MR. TEGGART: I’d like to add, when you’re speaking to Secretary of State Owen
Paterson, just that he’s fully aware that the Ballymurphy families at no time,
even for 40 years, was there any police involvement and any investigation at
all. He has to understand that. He has to – and for him to act on that there.
REP. SMITH: Thank you.
MR. TEGGART: Thank you.
MR. FINUCANE: I think I would just like to, again, thank you personally, Mr.
Chairman, for your continued involvement and help. Unfortunately, it shouldn’t
be the case, but it is the case, that we have to travel this far to get
significant movement on our case, and we appreciate both of your help and the
help of all your colleagues here.
I think this hearing speaks for itself. You described it as a “no-brainer.”
The past is still very much relevant. And unfortunately, it has the ability if
not dealt with correctly to really destabilize our present society.

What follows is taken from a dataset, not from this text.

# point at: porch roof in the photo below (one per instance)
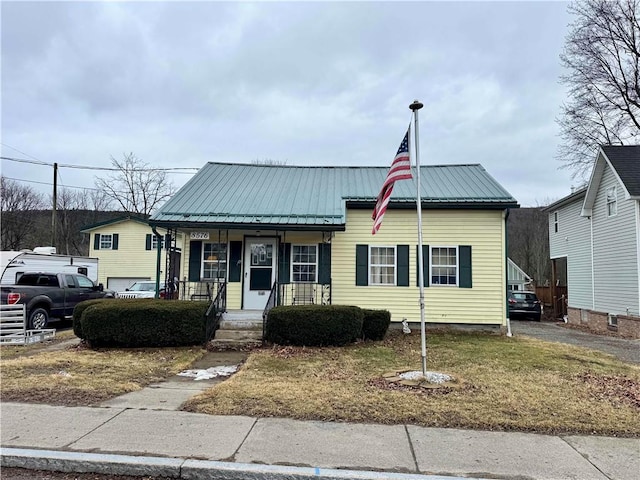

MACAIRT: I was just going to reiterate what John was saying, that if you could
emphasize to Mr. Paterson that this commission supports our views, that echoes
of the past resonate in the present, and our communities that – as can be seen
from the recent dissident balance, can be on a knife edge if these matters
aren’t dealt with.
MS. WINTER: I would just like to thank you very much, Mr. Chairman, for your
declaration of accelerated and continued support because American assistance
has always helped to focus the mind of the U.K. government when it comes to
these human rights issues, and to request that you consider having further
hearings on Northern Ireland whether in this forum or under the auspices of the
Foreign Affairs Committee because it is this kind of hearing which does bring
home to our government that the world is watching them and that there are still
things that need fixing in Northern Ireland. Thank you very much.
REP. SMITH: Let me be very clear: There will be follow-up hearings and we
await a decision by Secretary of State Paterson with regards to all of your
inquiries. And so I thank you for saying that but I want to assure you this is
the first in a series of hearings.
MS. WINTER: Thank you.
REP. SMITH: Thank you, and the hearing is adjourned. And thank you all.